Endocrine System Diseases | Endocrinology, Diabetes, and Metabolism | Internal Medicine | Neoplasms


Introduction: Adrenocortical carcinoma (ACC) is a rare and biologically aggressive malignancy. The incidence of ACC is between 0.7-2 cases per million, accounting for 0.05-2% of all malignant tumors. Cortisol-producing carcinomas are the most common, with clinical features consistent with hypercortisolism: refractory hypertension, glucose intolerance, and central obesity. We present a case of a 75-year-old male with a cortisol-secreting variant of adrenocortical carcinoma.

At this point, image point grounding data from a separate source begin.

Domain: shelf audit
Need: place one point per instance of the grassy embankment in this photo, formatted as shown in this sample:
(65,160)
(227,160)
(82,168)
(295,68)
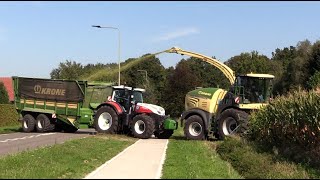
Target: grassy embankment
(72,159)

Case Description: A 75 year-old male with a prior medical history significant for refractory hypertension on multiple anti-hypertensives including hydrochlorothiazide, type two diabetes mellitus, and untreated obstructive sleep apnea, presented to the emergency department with a blood pressure of 259/123 and in respiratory distress. His work up included a chest CTA, revealing a heterogeneous slightly lobulated, macroscopic fat-containing mass in the left adrenal gland, measuring 4cm. This was interval increase from 2.1cm five years ago; radiology favored this to represent either an adrenal myelolipoma or adenoma. Nephrology was consulted for management of his hypertension and assessment of the adrenal mass. Total urine metanephrines were 505 mcg/24h and total urine catecholamines were/24h, inconsistent with pheochromocytoma. CTA abdomen/pelvis revealed no evidence of renal artery stenosis. His mild hypokalemia was attributed to thiazide use. At discharge, he started spironolactone in lieu of thiazides, but plasma-aldosterone-concentration to plasma-renin-activity [PAC/PRA] was pending. The ratio returned equivocal for primary hyperaldosteronism at 23. A year later, he was hospitalized for methicillin-sensitive Staphylococcus aureus pneumonia, extended spectrum beta-lactamase (ESBL) E. coli pneumonia, and ESBL 2020 E. coli bacteremia. The same left adrenal mass now measured 7.1cm x 5.8cm with extensive mediastinal and hilarlymphadenopathy. Pathology of four CT-guided adrenal biopsies was consistent with benign adrenocortical neoplasm, favor adenoma, with a caveat that mass resection would give a definitive diagnosis. Fine-needle aspiration of a sub-carinal lymph node revealed malignant cells consistent with metastatic adrenocortical carcinoma. Immunohistochemical evaluation stained positive for Synaptophysin, Melan-A, and GATA 3. Urine cortisol levels returned at 2259.6 mcg/g, consistent with glucocorticoid hypersecretion. AM cortisol was 147mcg/dL and ACTH was 10pg/mL; dexamethasone suppression test was not performed as the patient transitioned to hospice.

Discussion: Approximately 80% of adrenal incidentalomas will be non-functional; adrenocortical carcinoma accounts for less than 4% of functional tumors. When the mass measured 2.1cm, AM cortisol measured 19.9 mcg/dL. In the following five years, multiple CT scans denoted the incidentaloma as “an adenoma” or “myelolipoma”, despite its growth. Aldosterone was not elevated (<15ng/dL) during evaluation for primary hyperaldosteronism and aldosterone-renin ratio was equivocal. Spironolactone use may have masked the symptoms elevated mineralocorticoids, resulting from excessive cortisol. At the time of diagnosis, his endocrine work up was likely clouded by septic shock necessitating stress-dose steroids. This patient had an elusive diagnosis, with a poor chance of detection, despite longitudinal findings.